Her work has appeared in a variety of other exhibitions, such as Avant-Garden at the Torpedo Art Factory, three years in a row at the Yellowstone Art Museum, and at the Museum of Arts and Culture as well as other museums. Her paintings can be found in private and corporate collections worldwide.
She has published two books in six languages about acrylic painting. Lexi Sundell’s work has appeared in numerous newspaper and magazine articles as well as television shows. A limited edition fine art book hand bound in leather titled Lexi Sundell: Paintings and Poetry showcases her paintings. She sometimes teaches workshops, from beginners to professional artists switching from oil to acrylic.
Her Painting Story
Mostly known for my paintings of flowers, my life took a sharp left turn in 2012. I was within one hour of finishing a large amaryllis painting when I quit for the day.
That night I dreamed of a large, shiny, black panther in my kitchen. All I knew was that he was dangerous and I had to take care of him.
He told me his name and I immediately forgot it. The panther was infuriated when I asked his name again, alarming me further.
I opened the fridge door and he went after the food. I told him he had to get out of there and, considerably to my surprise, he did. “At least he is well-behaved,” I thought to myself.

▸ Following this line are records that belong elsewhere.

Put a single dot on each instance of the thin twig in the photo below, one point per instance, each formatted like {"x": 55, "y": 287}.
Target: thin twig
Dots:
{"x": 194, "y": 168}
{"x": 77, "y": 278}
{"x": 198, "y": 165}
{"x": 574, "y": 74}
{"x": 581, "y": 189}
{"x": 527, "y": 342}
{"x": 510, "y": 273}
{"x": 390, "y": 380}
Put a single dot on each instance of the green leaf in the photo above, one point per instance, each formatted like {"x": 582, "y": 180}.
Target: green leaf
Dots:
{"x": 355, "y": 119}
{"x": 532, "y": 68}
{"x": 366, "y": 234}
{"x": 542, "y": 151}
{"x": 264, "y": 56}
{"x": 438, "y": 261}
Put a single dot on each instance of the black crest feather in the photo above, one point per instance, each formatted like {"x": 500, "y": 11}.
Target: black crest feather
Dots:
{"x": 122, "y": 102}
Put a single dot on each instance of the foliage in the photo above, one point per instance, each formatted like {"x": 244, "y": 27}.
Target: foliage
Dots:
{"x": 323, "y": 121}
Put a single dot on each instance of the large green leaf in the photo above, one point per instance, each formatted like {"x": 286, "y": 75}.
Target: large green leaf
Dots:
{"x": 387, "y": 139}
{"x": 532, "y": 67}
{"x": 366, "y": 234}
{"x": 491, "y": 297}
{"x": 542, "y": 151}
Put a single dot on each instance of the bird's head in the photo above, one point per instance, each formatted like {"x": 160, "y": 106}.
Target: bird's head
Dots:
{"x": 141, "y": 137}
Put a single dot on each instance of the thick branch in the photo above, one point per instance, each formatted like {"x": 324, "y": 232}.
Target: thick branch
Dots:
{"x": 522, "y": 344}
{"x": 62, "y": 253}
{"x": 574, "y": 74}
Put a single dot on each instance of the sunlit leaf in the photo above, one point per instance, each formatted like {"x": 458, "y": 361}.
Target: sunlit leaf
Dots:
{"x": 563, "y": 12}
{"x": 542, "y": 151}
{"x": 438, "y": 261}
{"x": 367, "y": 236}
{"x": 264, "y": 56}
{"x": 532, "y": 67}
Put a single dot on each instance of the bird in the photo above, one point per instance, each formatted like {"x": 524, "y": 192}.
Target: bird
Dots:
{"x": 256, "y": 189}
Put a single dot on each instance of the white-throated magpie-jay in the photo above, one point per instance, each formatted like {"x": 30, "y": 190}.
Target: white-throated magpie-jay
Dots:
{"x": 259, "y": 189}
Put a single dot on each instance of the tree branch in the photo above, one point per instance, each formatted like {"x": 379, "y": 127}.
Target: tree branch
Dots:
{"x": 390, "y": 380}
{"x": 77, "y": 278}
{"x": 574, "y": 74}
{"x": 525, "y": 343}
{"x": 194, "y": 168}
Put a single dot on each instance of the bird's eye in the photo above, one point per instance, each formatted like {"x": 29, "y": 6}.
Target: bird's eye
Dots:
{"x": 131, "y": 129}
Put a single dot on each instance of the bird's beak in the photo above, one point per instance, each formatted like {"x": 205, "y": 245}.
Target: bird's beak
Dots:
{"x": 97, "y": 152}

I told everyone not to open the door downstairs as I did not want him to eat Bridger, our elderly cat. Then I woke.
I understood the dream instantly, although it took two weeks to be able to explain it to anyone else. I picked up an old painting I had planned to remove the canvas so I could stretch a new canvas on it.
I took it to my easel, set aside the amaryllis, and scraped all the paint off my palette onto the old painting. That was not enough to cover it. I went through my jars of paint, “Oh, this one is getting old and needs to be used,” and slathered them onto the mess.
My artist husband came home for lunch, took one look, and asked, “WHAT HAPPENED?”
Unperturbed I continued with my project until I had the values working the way I wanted, and then covered it with semi-transparent paint that pulled the shrieking hues into harmony.
I spent the next two years painting like a madwoman, developing the style I now use with alternating layers of gel and paint.
As for the dream, I assure you that if you met all your own unrealized potential in your kitchen like I did, it would scare the daylights out of you too.
The main message was to stop twiddling around and focus on my deepest purpose. So I do.
I never did finish that amaryllis either.